Perhaps most important, “We’re starting to see board members think more like owners rather than customers,” Kuebler says. “When you’re a member of a club, you’ve got to be thinking about whether you need a new roof on the clubhouse just as much as the experience you have when you’re playing golf out there. Club members are slowly becoming more educated that they have this responsibility, that they need to have a reinvestment plan in place for reoccurring capital needs and what I would call more aspirational capital plans. None of us knew five years ago we’d need pickleball courts, but we do. We need to be saving money for the next new activity or fad out there. We’ve just got to be more thoughtful.”

Yes, there’s a definitely an element of keeping up with the Joneses, but “member expectations continue to rise,” Kuebler says. “They get a lot more exposure to high-end resorts and other things they would compare to their club. So capital improvement isn’t just to attract new members. It’s to make sure that it’s still relevant to the existing members.”
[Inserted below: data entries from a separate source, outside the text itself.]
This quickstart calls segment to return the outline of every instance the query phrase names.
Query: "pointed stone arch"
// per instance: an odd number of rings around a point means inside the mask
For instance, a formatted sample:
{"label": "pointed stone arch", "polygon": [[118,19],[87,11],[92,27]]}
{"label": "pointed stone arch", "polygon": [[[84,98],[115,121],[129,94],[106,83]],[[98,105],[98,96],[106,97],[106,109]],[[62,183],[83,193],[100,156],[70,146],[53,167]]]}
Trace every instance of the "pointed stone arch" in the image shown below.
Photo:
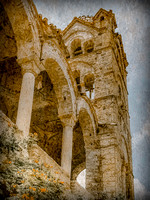
{"label": "pointed stone arch", "polygon": [[[47,71],[58,99],[58,114],[61,117],[76,115],[75,81],[70,68],[58,48],[48,43],[43,44],[42,63]],[[54,47],[53,47],[54,46]]]}
{"label": "pointed stone arch", "polygon": [[83,136],[96,136],[97,118],[87,97],[80,97],[77,100],[77,114],[79,116]]}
The family-friendly, amenities-heavy club is “the wave of the future,” says Orosco of the Montecito Club. It just completed the largest membership-sales year in its history, bringing its total to 570 members. “This may change, right? You never know what the next generation might want,” he concedes. “But right now, you see the smiles and happiness of members when they’re here, the amount of people lining up to join. It truly is a great experience. You’re going to see more clubs go through the same type of thing. Maybe not quite at the level of this club. But you’ll have more clubs trying to get to that level.”